I don’t call Herbert often, so I think he realized that this was a matter of some import and urgency. When I got him on the line, I described our calculations on the feasibility of sequencing the Neanderthal genome and the cost, and I asked if he had any advice on how one might raise that much money in Europe. He said he would think about it and get back to me in a few days. I flew back to Leipzig the next day, torn between hope and despair. Perhaps we could find a rich benefactor, but how do you find one of those?

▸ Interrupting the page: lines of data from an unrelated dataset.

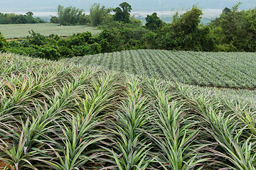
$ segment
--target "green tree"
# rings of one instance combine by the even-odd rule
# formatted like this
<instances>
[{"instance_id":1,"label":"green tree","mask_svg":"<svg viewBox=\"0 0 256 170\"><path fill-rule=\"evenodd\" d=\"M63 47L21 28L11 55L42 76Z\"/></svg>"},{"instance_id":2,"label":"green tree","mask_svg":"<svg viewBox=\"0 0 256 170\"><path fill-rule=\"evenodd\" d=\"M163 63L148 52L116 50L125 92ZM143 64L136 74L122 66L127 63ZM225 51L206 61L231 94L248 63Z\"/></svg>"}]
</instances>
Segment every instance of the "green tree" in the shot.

Two days after my return, true to his word, Herbert called me. The Max Planck Society, he said, had recently set up a Presidential Innovation Fund to support extraordinary research projects. He had discussed our project with the society’s president, and the society was ready—in principle—to support us with the requested funds, distributed over three years. They had even reserved the money, pending a written proposal, which would need to be reviewed by experts in the field. I was totally taken aback; I don’t recall even thanking him properly before hanging up. This money made all the difference in the world! I ran from my office into the lab and babbled the news to the first people I met. Then I immediately sat down and started drafting a proposal describing the results and calculations that had convinced us we could sequence the Neanderthal genome within three years, given sufficient resources.
At the proposal’s conclusion, I had to present a financial plan. When I started working it up, something extremely embarrassing dawned on me. I had called Herbert from the United States and said we needed “5 million” for the project, thinking in terms of US dollars. Herbert, in Europe, must have thought I meant 5 million euros. He may even have
said
that the Max Planck Society had reserved “5 million euros” for our project, but I had been too excited to register it. At the exchange rate, then, that amounted to US$6 million. What to do? Perhaps I could quietly increase the budget to accommodate the additional 20 percent in funds—but that would be disingenuous and might even be noticed once we signed a contract with 454 Life Sciences. I called Herbert and, with considerable embarrassment, explained the situation. He laughed. Then he asked whether we might not have extra costs in Leipzig, above what we were to pay 454 Life Sciences for sequencing. Of course we would. We would have to extract DNA from many fossils to find good ones, and test them all by making sequencing runs from them ourselves. So we needed to buy our own sequencing machine from 454 for testing all the extracts, and we needed reagents to run it. With the difference the exchange rate made, we could really make the project fly. I was elated and wrote a plan that included the work that would be done at our institute in Leipzig.
Meanwhile, Eddy Rubin’s group in Berkeley had made a bacterial library of the entire Neanderthal extract we had sent them. Jim Noonan, Eddy’s postdoc, had sequenced every drop. What they had retrieved amounted to a bit over sixty-five thousand base pairs. In Branford, they had used about 7 percent of the extract we had sent them and produced about a million base pairs. So, just as Adrian had predicted, the direct-sequencing approach was about two hundred times more efficient in generating DNA sequences from an extract. Eddy insisted nonetheless that his method could be more efficient, and that we should continue to send extracts to him. This was a fundamental disagreement. I realized with some disquiet that I could no longer in good conscience send extracts to Berkeley, when we could generate so much more data from each extract in Branford. But I put the decision off, thinking that it would become obvious to Eddy that the bacterial cloning was inefficient once we wrote up a manuscript describing the results of the two different approaches.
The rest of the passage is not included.